Experimental and machine learning modeling for predicting electrical conductivity property for MWCNTs based composites
Abstract
The present study aims to identify the best suitable Machine Learning (ML) model to predict the Electrical Conductivity (EC) and also to determine the most influencing feature parameter on the EC. In the view of Electromagnetic Interference (EMI) shielding materials, the EC property is an important parameter for electromagnetic waves to absorb. ML models exhibit excellent performance in predicting the EC properties of Multi-Walled Carbon Nanotubes (MWCNTs)-based polymer composites, with the aim of capturing the complex interaction between input and output.
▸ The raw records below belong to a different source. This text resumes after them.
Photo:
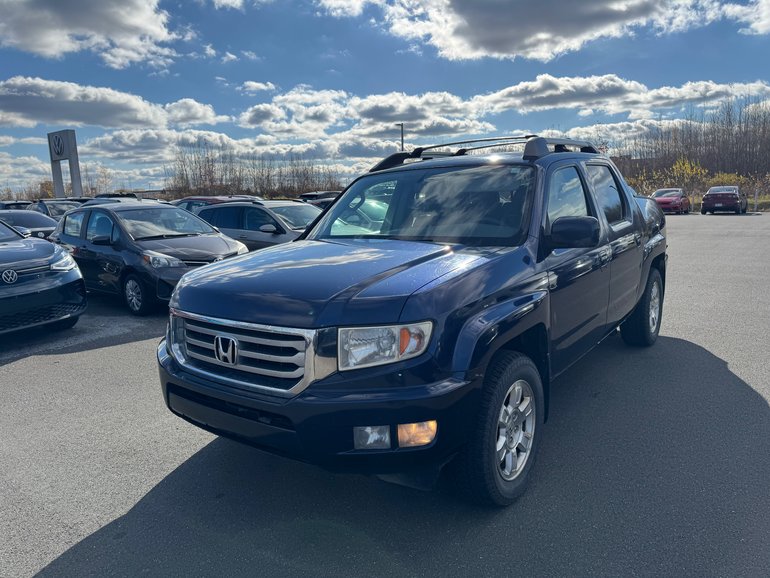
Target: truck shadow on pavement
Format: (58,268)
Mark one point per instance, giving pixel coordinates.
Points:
(653,462)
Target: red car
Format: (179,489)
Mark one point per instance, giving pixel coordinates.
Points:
(672,200)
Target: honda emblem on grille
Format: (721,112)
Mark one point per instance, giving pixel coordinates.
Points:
(225,349)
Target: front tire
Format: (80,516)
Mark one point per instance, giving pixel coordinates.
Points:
(136,296)
(495,465)
(643,326)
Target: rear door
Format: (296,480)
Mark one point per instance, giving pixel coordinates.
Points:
(579,278)
(624,235)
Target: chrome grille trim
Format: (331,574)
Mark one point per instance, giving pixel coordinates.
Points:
(290,357)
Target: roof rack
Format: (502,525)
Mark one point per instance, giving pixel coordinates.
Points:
(534,147)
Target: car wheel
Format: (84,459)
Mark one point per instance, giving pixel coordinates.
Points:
(65,323)
(495,465)
(642,327)
(136,296)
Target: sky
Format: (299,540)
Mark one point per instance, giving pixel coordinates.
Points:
(327,80)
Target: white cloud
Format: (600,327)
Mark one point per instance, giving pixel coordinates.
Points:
(471,29)
(28,102)
(187,112)
(252,87)
(121,32)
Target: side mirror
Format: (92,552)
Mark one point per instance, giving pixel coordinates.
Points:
(572,232)
(101,240)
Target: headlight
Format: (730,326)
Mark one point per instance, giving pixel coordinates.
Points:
(159,260)
(368,346)
(63,262)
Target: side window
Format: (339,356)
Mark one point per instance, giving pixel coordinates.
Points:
(607,193)
(99,225)
(73,223)
(566,195)
(255,218)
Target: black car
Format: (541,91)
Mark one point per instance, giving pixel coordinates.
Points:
(40,284)
(53,208)
(261,223)
(140,249)
(38,225)
(429,337)
(11,204)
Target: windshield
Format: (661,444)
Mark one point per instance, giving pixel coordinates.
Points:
(297,216)
(162,222)
(58,209)
(484,205)
(7,234)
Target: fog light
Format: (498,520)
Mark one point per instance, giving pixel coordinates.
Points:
(371,437)
(416,434)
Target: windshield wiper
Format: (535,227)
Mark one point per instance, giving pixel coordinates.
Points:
(166,236)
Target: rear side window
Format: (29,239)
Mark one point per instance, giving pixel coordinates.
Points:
(73,223)
(566,195)
(607,193)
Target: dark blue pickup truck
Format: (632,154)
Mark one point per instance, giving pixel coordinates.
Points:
(431,337)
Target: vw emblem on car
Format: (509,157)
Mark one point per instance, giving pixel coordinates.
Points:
(58,145)
(225,349)
(10,276)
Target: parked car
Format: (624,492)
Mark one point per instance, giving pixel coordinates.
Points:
(53,208)
(672,201)
(316,195)
(139,250)
(724,198)
(435,338)
(40,284)
(260,224)
(38,225)
(11,204)
(196,202)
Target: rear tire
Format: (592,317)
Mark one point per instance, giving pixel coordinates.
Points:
(643,326)
(136,296)
(64,323)
(494,466)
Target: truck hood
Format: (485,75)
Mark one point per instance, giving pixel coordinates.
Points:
(311,284)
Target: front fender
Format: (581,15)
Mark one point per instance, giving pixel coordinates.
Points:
(485,333)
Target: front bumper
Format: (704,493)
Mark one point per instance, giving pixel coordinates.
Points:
(53,296)
(317,425)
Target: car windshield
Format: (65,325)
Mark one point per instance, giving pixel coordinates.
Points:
(58,209)
(27,219)
(297,216)
(162,222)
(485,205)
(7,234)
(666,193)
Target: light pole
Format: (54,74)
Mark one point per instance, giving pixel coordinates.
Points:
(401,124)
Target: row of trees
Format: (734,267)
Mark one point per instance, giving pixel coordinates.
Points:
(728,146)
(203,169)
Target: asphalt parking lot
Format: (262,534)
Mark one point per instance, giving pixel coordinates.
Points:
(654,462)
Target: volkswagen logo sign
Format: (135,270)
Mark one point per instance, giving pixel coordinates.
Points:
(58,145)
(225,350)
(10,276)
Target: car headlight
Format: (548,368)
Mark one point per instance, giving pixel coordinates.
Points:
(159,260)
(368,346)
(63,262)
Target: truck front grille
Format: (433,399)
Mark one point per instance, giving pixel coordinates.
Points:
(271,359)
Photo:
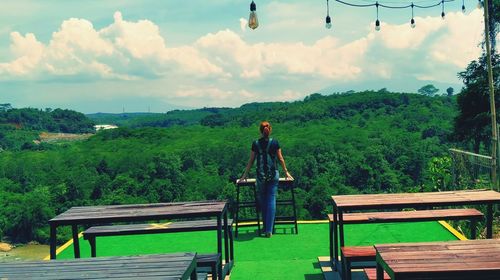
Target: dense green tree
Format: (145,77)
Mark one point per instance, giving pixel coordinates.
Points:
(428,90)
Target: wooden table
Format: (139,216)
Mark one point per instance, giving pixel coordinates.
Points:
(470,259)
(171,266)
(283,183)
(90,215)
(346,203)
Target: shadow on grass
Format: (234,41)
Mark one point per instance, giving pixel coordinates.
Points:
(317,276)
(246,235)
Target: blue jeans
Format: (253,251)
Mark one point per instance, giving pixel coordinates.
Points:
(267,201)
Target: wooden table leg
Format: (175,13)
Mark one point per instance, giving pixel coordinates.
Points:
(219,244)
(380,272)
(341,237)
(53,241)
(335,237)
(489,221)
(226,238)
(76,243)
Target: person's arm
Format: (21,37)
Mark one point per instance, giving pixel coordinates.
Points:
(249,165)
(283,165)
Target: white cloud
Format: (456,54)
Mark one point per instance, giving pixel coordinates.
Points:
(243,24)
(122,50)
(229,67)
(28,52)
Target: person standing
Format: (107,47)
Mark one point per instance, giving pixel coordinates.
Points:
(267,151)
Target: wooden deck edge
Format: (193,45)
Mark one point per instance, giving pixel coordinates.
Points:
(63,247)
(452,230)
(298,222)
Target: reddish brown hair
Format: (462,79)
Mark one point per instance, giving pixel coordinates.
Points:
(265,128)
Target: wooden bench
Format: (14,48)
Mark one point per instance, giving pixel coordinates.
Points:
(208,260)
(371,274)
(362,253)
(180,266)
(202,276)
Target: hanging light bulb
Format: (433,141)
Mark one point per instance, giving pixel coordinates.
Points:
(412,21)
(253,22)
(480,4)
(442,10)
(328,20)
(328,23)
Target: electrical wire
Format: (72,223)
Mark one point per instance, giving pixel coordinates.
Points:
(394,6)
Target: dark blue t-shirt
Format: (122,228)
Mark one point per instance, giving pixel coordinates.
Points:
(266,165)
(273,148)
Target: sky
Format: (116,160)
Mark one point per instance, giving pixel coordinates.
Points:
(158,55)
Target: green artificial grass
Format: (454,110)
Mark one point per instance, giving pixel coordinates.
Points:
(284,256)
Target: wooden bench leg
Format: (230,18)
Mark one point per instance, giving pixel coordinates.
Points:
(76,244)
(473,231)
(345,272)
(194,275)
(330,224)
(214,271)
(92,246)
(231,243)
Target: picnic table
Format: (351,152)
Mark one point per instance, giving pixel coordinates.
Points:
(426,200)
(91,215)
(171,266)
(469,259)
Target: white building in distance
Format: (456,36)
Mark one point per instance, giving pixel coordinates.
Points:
(104,126)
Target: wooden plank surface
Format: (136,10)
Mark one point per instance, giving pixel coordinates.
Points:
(439,258)
(404,216)
(380,201)
(140,211)
(252,181)
(183,226)
(172,266)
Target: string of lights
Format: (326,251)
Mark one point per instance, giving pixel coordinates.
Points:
(253,22)
(412,6)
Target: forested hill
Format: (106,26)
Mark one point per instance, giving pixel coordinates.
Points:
(19,128)
(313,107)
(338,144)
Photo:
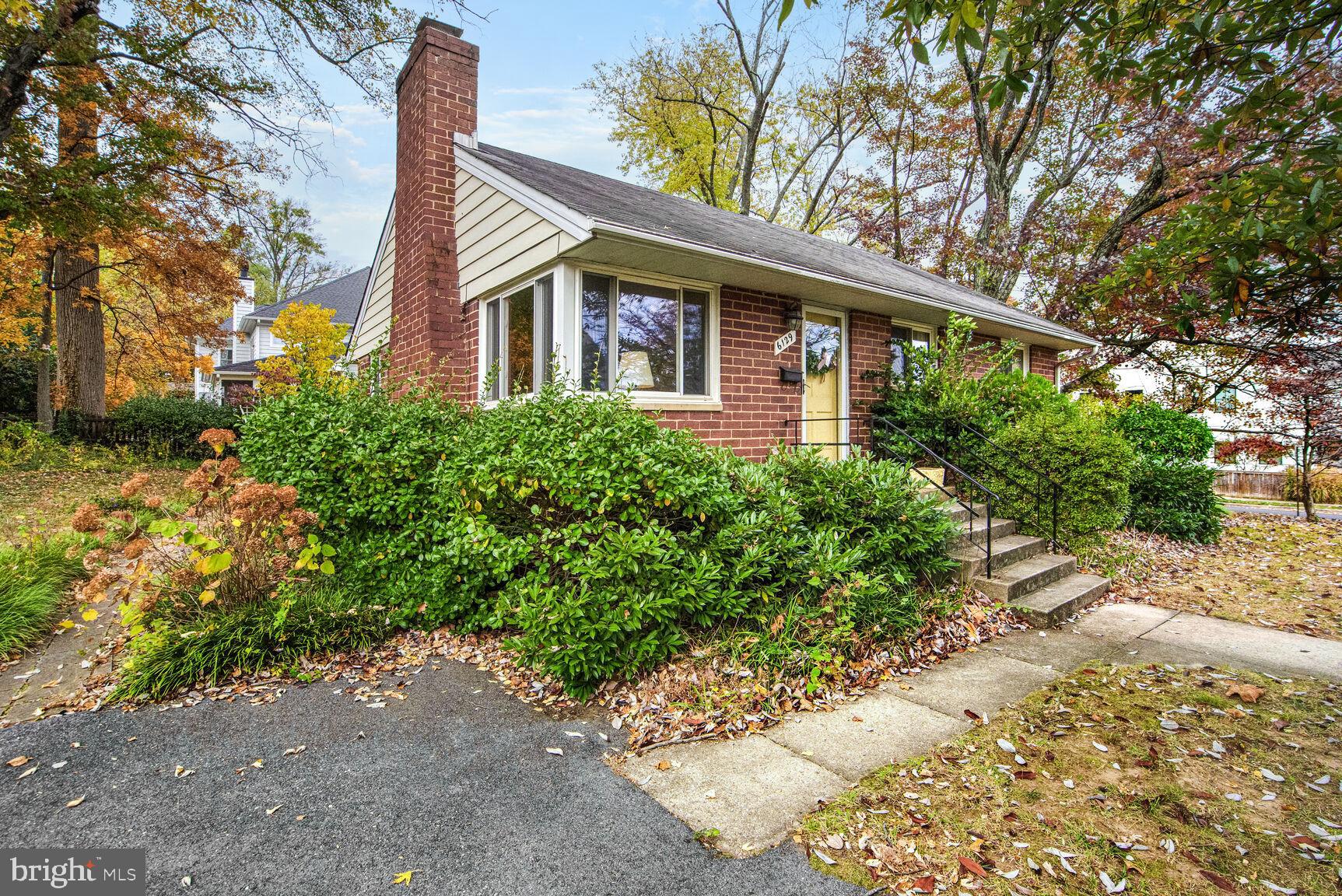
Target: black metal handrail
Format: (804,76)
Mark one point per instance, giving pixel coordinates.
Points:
(794,428)
(961,479)
(1046,487)
(794,425)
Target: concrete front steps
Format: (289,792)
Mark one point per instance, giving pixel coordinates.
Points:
(1043,588)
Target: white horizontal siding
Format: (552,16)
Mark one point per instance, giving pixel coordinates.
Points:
(498,239)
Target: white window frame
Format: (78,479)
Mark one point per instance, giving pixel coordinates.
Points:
(1025,360)
(913,326)
(557,292)
(844,345)
(649,399)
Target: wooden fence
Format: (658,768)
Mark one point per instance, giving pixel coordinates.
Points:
(1244,483)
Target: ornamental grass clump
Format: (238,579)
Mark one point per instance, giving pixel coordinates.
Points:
(33,585)
(242,583)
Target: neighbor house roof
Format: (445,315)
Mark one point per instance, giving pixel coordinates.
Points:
(344,294)
(238,366)
(629,207)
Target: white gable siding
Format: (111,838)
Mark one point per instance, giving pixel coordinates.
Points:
(376,317)
(268,344)
(498,239)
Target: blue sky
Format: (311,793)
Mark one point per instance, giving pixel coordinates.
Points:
(533,57)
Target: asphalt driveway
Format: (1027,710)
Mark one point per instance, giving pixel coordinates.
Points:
(1278,510)
(454,781)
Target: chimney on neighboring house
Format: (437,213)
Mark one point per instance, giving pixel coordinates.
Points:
(435,101)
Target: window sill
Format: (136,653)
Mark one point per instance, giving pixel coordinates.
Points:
(677,404)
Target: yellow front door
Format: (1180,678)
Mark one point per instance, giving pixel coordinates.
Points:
(822,349)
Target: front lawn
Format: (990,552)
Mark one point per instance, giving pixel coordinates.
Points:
(1278,572)
(40,502)
(1147,781)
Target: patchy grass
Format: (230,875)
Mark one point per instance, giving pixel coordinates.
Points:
(1153,779)
(1268,570)
(33,583)
(39,503)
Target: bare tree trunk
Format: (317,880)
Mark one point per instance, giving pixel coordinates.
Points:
(81,350)
(44,399)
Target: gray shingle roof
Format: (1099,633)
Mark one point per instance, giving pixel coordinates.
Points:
(344,294)
(614,201)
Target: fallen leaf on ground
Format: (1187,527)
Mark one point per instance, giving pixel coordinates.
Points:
(1244,691)
(972,866)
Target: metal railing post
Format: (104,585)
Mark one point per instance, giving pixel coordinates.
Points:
(988,502)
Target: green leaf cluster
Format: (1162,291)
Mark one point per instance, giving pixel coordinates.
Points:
(1173,496)
(1157,431)
(599,538)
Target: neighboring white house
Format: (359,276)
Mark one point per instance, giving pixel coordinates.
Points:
(1234,411)
(250,338)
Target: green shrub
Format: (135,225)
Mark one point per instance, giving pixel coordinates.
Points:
(33,588)
(208,646)
(170,424)
(1090,463)
(953,385)
(1173,496)
(1156,431)
(823,550)
(594,534)
(1325,486)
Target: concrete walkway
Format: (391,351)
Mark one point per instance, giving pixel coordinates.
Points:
(755,790)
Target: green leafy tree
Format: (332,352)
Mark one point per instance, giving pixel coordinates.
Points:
(109,114)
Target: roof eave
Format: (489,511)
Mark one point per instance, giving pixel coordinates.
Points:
(1053,331)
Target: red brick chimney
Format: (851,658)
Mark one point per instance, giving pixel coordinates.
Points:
(435,100)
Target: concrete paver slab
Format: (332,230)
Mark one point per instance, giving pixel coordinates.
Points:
(983,681)
(1211,640)
(874,731)
(1121,621)
(1062,649)
(752,790)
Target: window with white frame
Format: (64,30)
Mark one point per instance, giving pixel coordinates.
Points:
(905,337)
(651,338)
(520,338)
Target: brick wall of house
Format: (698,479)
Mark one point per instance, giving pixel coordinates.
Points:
(868,350)
(435,100)
(756,404)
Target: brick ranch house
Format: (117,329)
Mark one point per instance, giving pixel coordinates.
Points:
(736,327)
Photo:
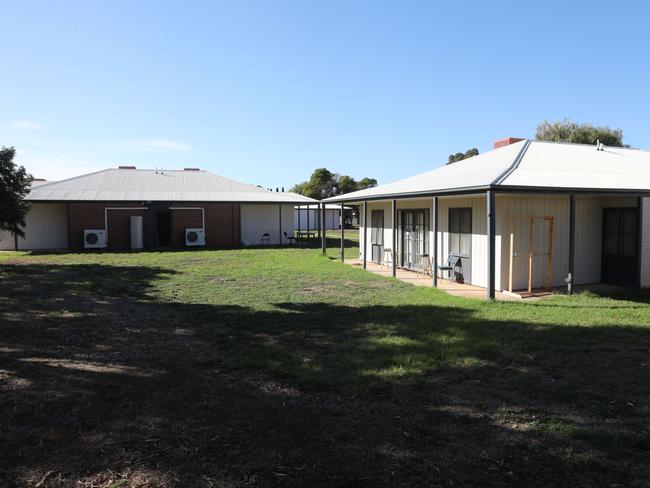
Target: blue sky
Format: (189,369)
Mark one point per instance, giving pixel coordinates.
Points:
(264,92)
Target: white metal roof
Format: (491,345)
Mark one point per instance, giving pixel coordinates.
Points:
(528,165)
(329,206)
(155,185)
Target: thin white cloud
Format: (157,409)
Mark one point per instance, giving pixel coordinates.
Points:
(26,124)
(167,144)
(57,166)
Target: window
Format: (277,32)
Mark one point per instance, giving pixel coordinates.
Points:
(460,231)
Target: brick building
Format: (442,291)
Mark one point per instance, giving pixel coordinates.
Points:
(127,208)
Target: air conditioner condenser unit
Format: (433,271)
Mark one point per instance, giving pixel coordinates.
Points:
(94,238)
(194,237)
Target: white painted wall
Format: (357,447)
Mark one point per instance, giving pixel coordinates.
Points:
(258,219)
(46,227)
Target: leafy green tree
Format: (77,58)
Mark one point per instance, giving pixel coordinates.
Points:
(324,184)
(367,183)
(298,188)
(454,158)
(346,184)
(568,131)
(321,184)
(14,187)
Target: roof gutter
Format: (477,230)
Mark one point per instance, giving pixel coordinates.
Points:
(513,166)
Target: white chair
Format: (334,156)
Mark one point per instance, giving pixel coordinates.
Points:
(387,260)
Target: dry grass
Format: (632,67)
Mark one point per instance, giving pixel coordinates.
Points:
(283,367)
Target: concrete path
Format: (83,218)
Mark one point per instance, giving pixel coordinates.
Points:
(418,279)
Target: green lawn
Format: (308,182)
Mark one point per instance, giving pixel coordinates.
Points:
(264,367)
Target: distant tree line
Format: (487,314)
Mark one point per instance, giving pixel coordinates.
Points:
(568,131)
(14,187)
(324,184)
(454,158)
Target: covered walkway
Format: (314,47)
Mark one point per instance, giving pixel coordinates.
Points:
(419,279)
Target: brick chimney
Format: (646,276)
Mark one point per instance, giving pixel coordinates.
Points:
(506,141)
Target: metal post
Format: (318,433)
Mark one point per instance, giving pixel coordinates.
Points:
(320,221)
(342,234)
(491,243)
(394,257)
(639,239)
(570,279)
(365,233)
(324,234)
(434,258)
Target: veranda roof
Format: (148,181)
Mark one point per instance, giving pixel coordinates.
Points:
(526,165)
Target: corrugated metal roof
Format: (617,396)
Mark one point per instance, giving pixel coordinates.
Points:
(154,185)
(329,206)
(527,164)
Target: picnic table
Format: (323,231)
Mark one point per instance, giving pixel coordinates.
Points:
(304,235)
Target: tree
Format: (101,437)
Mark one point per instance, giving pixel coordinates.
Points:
(14,186)
(367,183)
(346,184)
(454,158)
(321,184)
(298,188)
(324,184)
(568,131)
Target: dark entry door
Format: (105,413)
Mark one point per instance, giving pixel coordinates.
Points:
(414,230)
(163,228)
(377,235)
(620,263)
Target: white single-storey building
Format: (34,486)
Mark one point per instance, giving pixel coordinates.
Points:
(127,208)
(523,216)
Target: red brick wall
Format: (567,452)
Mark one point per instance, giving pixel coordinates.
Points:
(91,216)
(221,224)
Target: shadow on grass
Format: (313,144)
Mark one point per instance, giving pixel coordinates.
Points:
(97,378)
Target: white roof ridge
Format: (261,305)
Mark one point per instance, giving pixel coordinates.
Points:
(75,177)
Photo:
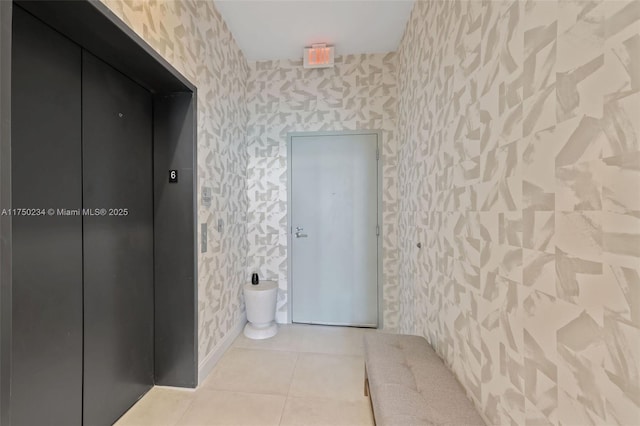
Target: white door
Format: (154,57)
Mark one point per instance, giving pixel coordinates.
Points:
(333,221)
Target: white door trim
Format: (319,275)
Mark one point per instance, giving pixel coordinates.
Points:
(380,280)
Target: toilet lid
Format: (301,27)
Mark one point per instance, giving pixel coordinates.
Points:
(262,286)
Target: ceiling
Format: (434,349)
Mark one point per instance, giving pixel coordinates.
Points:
(277,29)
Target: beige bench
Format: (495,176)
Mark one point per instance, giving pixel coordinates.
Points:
(409,384)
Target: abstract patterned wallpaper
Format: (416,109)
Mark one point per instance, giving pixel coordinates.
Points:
(358,94)
(519,172)
(192,36)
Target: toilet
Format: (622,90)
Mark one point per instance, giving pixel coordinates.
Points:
(260,301)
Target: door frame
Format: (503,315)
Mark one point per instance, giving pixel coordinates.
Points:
(380,279)
(93,26)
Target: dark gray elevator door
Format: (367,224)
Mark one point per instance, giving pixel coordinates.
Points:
(46,373)
(118,247)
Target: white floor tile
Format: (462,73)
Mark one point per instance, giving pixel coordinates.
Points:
(159,407)
(328,376)
(252,370)
(323,412)
(212,407)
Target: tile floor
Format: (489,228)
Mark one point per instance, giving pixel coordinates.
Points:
(305,375)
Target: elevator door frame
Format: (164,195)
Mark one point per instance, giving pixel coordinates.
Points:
(90,24)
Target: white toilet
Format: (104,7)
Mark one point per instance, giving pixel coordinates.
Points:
(260,300)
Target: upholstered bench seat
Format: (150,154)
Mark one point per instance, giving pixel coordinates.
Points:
(410,385)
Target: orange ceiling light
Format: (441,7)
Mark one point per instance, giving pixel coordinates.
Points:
(318,56)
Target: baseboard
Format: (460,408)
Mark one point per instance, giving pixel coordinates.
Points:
(214,356)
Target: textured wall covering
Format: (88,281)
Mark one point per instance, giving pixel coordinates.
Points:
(192,36)
(358,94)
(519,171)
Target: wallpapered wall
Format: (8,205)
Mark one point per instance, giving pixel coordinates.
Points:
(358,94)
(192,36)
(519,171)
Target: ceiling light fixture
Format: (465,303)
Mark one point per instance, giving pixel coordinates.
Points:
(318,56)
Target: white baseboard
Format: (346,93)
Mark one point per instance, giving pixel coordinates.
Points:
(214,356)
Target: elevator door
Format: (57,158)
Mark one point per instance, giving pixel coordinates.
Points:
(118,241)
(46,371)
In this study, various regression-based Machine Learning (ML) models like Linear Regression (LR), Ridge Regression (RR), Lasso Regression (Lasso R), K-Nearest Neighbors (KNN), Support Vector Regression (SVR), Gradient Boost (GB) and Random Forest (RF) were employed. Using the hand lay-up method, for proposed reinforcement of filler material percentages (0%, 1%, 3%, 5%, and 7%), for different fibre (E-glass mat) orientations of [0°/45°], [0°/90°], and [0°/135°] and for coated material with Conductive Backing Layer (CBL) or without CBL, 30 specimens were fabricated. The EC properties of these composites were obtained using a Vector Network Analyzer (VNA) in the frequency range of 8.2-12.4 GHz. During the machine learning, the following parameters were considered as input feature parameters: frequency, filler percentage reinforcement, fibre orientation, and CBL-coated material. The output parameter was the EC property of the material. RF obtained best model for EC dataset with more accuracy (R 2 as 0.99), and the influencing parameters were identified as the frequency and filler percentages. This is helpful to design the composites for EMI and microwave absorption for aerospace, defence and electronic applications.